My biggest issues with Mask of Shadows had to do with pacing, which was slow at times, especially when the author was detailing Sal’s backstory and the reasons why they wanted to become one of the Queen’s assassins. I lost interest a few times along the way and only came away with a vague notion of what the world of Mask of Shadows entailed so I would have loved more world building, but without it being in the form of info dumps.
I also had issues with the romance, which I found to be out of place and unfortunately distracting from the main storyline. Although I thought Sal and Elise had a lot of chemistry when they first met (while Sal was robbing Elise), as the story went on and they are reunited as part of the competition, I preferred them as teacher and student rather than romantic partners.

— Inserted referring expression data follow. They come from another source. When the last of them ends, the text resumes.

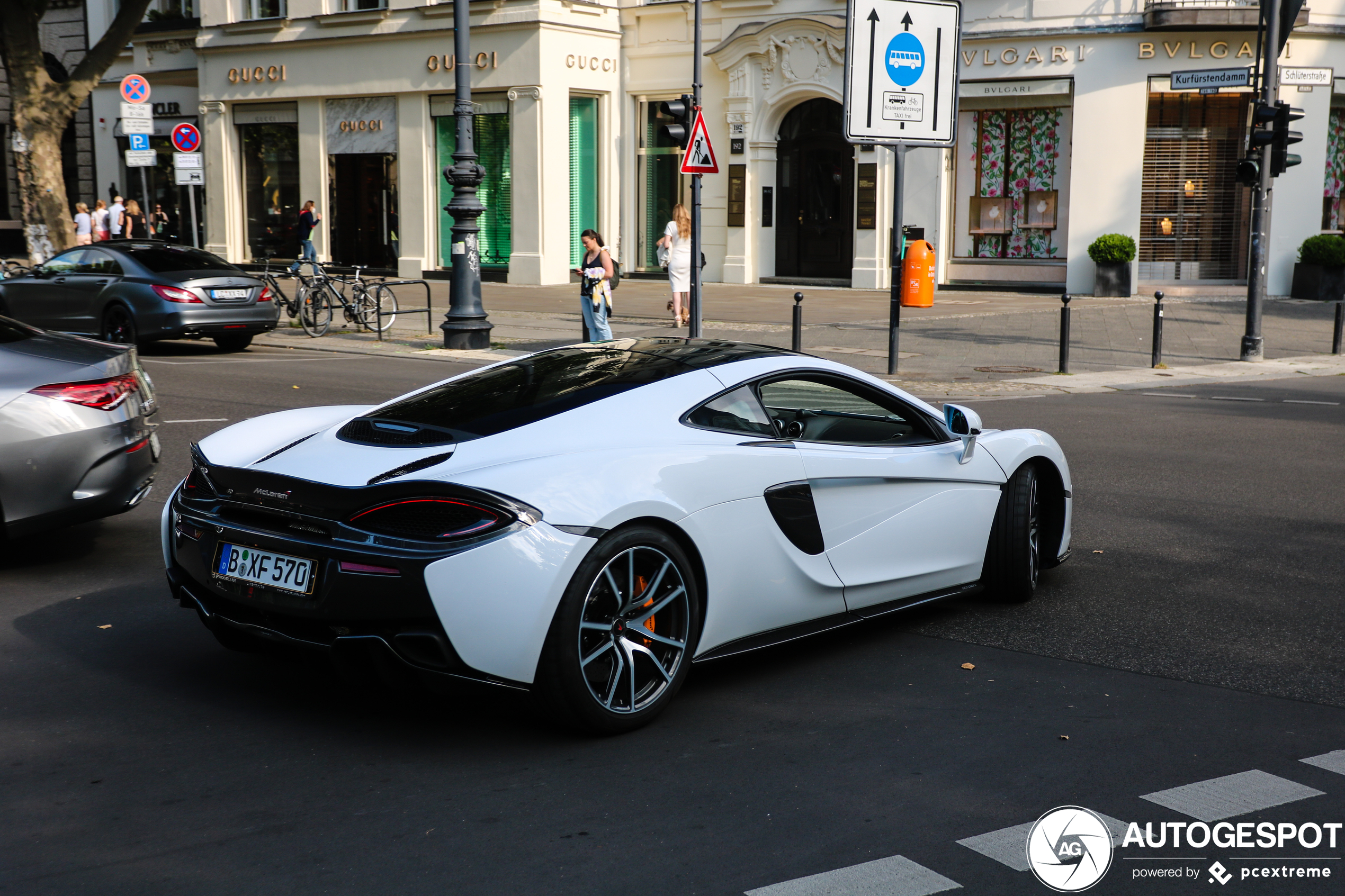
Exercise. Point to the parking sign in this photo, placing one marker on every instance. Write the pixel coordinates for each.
(902, 71)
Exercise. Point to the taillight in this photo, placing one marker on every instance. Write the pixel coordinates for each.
(197, 485)
(104, 395)
(365, 568)
(431, 519)
(177, 295)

Overall, I think more action-packed competition scenes and little or no romance would have better served Mask of Shadows.
While I did have some issues with it, overall I still enjoyed reading Mask of Shadows. While parts of the storyline are in some ways reminiscent of The Hunger Games, the similarities did not bother me because there are still enough differences to make it a unique and entertaining read.
RATING: 3.5 STARS
Thanks so much to Netgalley, Linsey Miller, and Sourcebooks Fire for allowing me to preview this book. This in no way shapes my opinion of the book being reviewed.
Sallot Leon is a thief, and a good one at that. But gender fluid Sal wants nothing more than to escape the drudgery of life as a highway robber and get closer to the upper-class and the nobles who destroyed their home.
When Sal Leon steals a poster announcing open auditions for the Left Hand, a powerful collection of the Queen’s personal assassins named for the rings she wears — Ruby, Emerald, Amethyst, and Opal — their world changes. They know it’s a chance for a new life.
Except the audition is a fight to the death filled with clever circus acrobats, lethal apothecaries, and vicious ex-soldiers. A childhood as a common criminal hardly prepared Sal for the trials. But Sal must survive to put their real reason for auditioning into play: revenge.